Sophie F. Buchheit, from Brown University in Providence, Rhode Island, and colleagues conducted a prospective cohort study of postmenopausal women aged 50 to 79 years at baseline in the Women’s Health Initiative to examine the association between home radon exposure and risk for stroke. Exposures were measured as two-day, indoor, lowest living-level average radon concentrations in picocuries per liter (pCi/L).

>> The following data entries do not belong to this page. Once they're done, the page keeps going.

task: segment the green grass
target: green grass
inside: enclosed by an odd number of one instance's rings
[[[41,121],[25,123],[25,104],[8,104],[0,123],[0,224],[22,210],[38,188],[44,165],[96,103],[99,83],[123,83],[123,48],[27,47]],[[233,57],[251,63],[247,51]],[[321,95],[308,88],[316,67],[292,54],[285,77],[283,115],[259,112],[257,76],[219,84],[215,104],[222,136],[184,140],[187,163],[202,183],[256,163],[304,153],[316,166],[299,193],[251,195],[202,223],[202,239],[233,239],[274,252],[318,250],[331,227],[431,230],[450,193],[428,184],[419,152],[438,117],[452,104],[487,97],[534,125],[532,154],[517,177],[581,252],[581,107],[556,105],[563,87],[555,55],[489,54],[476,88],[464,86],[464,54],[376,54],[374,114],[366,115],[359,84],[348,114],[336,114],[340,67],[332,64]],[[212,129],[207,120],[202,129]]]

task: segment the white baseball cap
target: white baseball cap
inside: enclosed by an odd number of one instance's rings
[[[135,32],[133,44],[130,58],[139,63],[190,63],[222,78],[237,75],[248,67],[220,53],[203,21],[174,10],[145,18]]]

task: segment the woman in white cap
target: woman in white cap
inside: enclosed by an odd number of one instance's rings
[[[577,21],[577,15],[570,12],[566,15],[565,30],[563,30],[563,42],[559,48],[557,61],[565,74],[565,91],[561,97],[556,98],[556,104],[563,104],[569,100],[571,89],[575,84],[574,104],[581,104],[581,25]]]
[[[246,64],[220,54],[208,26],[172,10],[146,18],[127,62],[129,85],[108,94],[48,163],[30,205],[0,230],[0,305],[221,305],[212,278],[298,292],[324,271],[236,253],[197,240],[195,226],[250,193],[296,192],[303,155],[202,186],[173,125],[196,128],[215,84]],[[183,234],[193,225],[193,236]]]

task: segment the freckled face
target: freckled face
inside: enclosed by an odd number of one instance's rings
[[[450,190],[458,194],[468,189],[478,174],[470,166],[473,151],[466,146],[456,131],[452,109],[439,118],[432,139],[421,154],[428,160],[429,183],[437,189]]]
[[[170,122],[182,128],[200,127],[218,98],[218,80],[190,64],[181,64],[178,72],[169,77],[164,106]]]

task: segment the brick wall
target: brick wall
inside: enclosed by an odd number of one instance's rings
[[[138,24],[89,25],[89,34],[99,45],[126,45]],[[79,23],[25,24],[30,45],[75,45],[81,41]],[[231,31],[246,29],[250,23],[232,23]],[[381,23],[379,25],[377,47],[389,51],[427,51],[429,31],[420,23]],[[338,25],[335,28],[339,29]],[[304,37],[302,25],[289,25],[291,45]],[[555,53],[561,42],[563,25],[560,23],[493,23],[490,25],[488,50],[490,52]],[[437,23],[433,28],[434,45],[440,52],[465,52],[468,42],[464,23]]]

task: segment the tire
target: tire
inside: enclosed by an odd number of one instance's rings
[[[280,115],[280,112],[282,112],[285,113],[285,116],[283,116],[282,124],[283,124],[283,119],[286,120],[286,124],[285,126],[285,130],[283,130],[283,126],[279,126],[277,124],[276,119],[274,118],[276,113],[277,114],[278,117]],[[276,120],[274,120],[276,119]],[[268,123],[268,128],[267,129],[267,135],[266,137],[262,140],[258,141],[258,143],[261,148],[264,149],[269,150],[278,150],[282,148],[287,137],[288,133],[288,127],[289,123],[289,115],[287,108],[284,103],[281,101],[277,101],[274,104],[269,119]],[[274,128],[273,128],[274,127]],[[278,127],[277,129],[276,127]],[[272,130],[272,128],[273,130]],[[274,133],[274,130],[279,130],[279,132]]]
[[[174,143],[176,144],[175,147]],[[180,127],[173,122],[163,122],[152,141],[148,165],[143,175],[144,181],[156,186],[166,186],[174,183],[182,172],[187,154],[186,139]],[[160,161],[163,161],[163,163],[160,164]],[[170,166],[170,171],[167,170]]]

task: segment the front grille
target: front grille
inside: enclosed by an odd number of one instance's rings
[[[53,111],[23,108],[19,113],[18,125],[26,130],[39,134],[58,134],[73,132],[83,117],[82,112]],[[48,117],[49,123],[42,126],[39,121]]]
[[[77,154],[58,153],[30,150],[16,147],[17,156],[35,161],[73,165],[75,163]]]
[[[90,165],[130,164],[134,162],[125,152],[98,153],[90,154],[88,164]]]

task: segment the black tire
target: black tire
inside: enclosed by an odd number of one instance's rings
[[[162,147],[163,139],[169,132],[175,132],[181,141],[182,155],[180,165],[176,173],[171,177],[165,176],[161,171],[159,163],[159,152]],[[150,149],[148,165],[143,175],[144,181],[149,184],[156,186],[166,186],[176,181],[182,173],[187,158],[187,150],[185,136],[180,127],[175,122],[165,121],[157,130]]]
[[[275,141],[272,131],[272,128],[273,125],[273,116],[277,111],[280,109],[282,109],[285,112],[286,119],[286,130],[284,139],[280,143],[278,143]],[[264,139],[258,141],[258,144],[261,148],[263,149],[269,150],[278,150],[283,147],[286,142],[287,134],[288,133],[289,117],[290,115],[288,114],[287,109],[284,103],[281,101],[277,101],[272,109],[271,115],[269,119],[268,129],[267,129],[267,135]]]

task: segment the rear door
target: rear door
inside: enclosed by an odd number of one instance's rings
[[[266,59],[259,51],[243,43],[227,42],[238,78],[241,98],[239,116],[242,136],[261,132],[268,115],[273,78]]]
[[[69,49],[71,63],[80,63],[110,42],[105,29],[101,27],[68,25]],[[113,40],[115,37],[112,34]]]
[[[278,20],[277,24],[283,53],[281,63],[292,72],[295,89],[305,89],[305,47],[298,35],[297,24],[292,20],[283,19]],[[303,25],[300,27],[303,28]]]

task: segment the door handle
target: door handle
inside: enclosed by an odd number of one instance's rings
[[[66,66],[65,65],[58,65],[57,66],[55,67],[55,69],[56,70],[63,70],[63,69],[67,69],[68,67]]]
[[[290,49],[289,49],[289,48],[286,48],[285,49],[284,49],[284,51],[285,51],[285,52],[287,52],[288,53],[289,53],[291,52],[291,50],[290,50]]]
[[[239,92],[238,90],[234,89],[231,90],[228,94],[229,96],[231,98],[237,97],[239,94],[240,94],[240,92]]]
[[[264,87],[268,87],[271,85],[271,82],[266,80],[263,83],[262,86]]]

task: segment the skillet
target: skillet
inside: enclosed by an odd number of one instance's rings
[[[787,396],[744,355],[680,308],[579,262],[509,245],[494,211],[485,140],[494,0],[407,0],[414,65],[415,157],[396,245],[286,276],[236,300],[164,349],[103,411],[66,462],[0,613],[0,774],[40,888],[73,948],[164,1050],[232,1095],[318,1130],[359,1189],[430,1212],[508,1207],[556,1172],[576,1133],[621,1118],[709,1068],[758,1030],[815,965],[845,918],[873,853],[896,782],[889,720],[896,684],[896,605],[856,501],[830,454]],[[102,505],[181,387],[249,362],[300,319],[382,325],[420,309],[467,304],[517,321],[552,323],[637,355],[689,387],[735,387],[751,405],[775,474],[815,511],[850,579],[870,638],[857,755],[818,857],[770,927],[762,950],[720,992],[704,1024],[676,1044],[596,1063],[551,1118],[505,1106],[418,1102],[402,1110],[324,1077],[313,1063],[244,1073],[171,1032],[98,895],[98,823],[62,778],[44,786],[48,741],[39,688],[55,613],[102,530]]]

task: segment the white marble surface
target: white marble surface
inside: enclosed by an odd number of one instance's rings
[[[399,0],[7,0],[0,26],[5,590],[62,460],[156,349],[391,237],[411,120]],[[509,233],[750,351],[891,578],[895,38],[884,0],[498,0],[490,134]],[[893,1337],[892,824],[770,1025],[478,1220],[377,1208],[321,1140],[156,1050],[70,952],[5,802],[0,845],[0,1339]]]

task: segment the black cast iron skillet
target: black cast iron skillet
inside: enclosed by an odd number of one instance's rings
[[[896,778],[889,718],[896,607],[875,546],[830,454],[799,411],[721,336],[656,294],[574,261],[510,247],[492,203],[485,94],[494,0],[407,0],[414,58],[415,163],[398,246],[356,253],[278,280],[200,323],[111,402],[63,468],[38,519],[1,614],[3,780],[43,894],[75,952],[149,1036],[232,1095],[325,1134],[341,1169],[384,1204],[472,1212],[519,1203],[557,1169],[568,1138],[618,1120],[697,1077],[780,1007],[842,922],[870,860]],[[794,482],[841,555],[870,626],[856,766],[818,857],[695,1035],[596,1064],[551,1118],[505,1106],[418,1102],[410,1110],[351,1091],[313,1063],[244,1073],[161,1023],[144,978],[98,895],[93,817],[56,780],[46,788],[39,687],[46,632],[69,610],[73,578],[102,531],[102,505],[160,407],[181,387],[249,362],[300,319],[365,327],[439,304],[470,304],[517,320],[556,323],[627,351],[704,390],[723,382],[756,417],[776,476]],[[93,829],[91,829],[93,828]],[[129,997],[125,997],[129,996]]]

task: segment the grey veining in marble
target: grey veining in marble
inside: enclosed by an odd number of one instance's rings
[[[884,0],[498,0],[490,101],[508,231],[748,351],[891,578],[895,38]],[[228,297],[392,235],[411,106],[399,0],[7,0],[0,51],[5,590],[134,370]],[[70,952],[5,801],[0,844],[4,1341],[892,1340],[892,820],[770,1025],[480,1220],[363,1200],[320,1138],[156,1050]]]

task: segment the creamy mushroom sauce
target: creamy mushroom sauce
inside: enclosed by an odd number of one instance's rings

During a mean follow-up of 13.4 years, 6,979 incident strokes were identified among 158,910 women without stroke at baseline. The researchers found that at radon concentrations of <2, 2 to 4, and >4 pCi/L, incidence rates were 333, 343, and 349 strokes per 100,000 woman-years. Higher covariate-adjusted risks for incident stroke were seen for women living at concentrations of 2 to 4 and >4 versus <2 pCi/L (hazard ratios [95 percent confidence intervals], 1.06 [0.99 to 1.13] and 1.14 [1.05 to 1.22], respectively). Stroke risk was significantly increased at concentrations ranging from 2 to 4 pCi/L, which is below the U.S. Environmental Protection Agency Radon Action Level for mitigation of 4 pCi/L. The associations were slightly stronger for ischemic than hemorrhagic stroke, but were robust in sensitivity analyses.
“Confirmation would present a potential opportunity to affect public health by addressing a pervasive environmental risk factor for stroke and thereby merit reconsideration of extant radon policy,” the authors write.